Untuk 2026, perusahaan sekarang perkirakan kerugian GAAP EPS antara $7,02 sampai $5,02, sebelumnya pernah meramal untung antara $8,50 sampai $11,00.
Boston Beer masih bilang mereka tidak langgar kontrak dengan Ardagh “dan berencana pakai semua proses pasca-vonis serta upaya hukum naik banding.”
Di kuartal satu, perusahaan lihat pendapatan bersih turun 4,4% menjadi $433,9 juta, karena volume turun.
Boston Beer juga turunkan perkiraan untuk pengiriman dan penjualan.

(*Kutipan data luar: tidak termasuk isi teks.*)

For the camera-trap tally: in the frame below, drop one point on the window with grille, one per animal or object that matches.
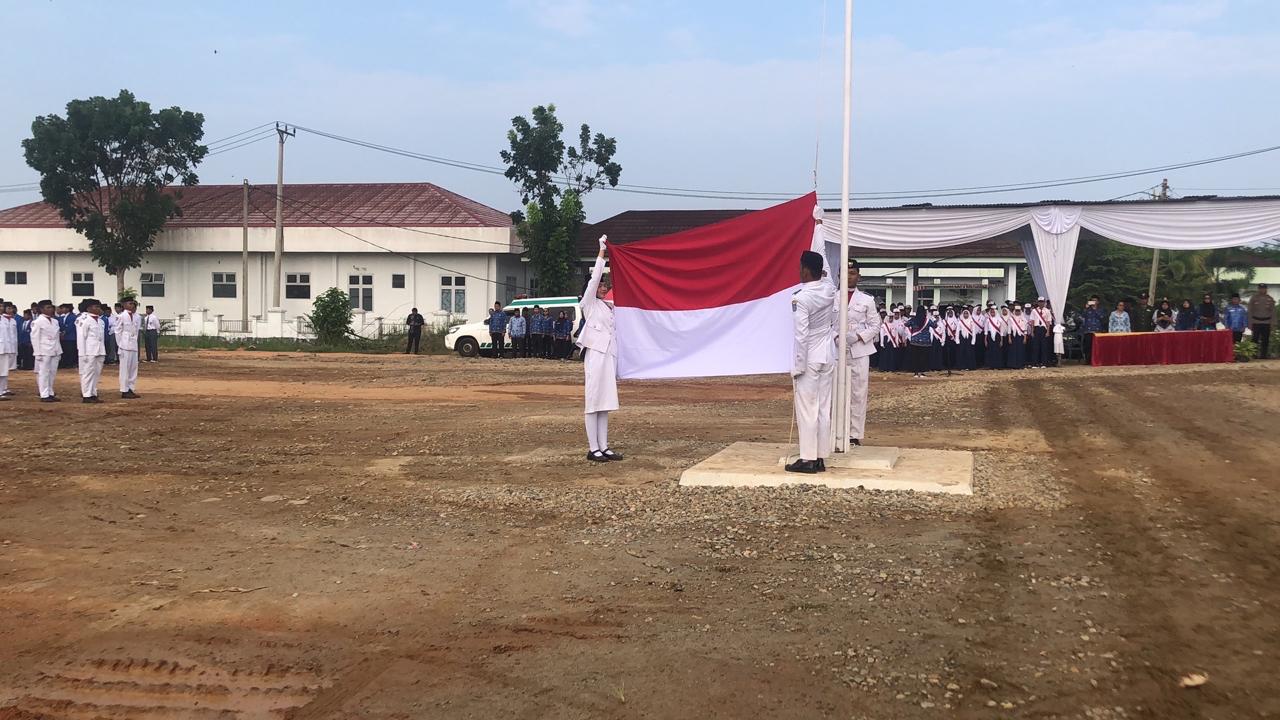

Sebelumnya mereka ramal “stabil sampai kurang pertengahan digit,” sekarang jadi “anjlok maksimal setenggah digit.”
Untuk kuartal satu sampai 28 Maret, volume angkut turun 6,9% dibanding tahun lalu ke 1,6 juta barel.
Penurunan ini karena “perbandingan agak sulit karena distributor tumpuk stok untuk inovasi Sun Cruiser dan Truly Unruly di kuartal pertama” dan “level stok distributor yang turunan sedikit.”
Grup Masi imiH kiriman sepertiga tahun pertama turun di “bagian paling rendah perkiraan volume setahun” dan nanti “enak lagi kiriman di ujung tahun.”
“Hari ini kami kecil saja mempersempit rentang perkiraan, untuk gerakk in volument luru TAMtangan Biyayah nanagEpat,” kata CFO Diego Reynoso.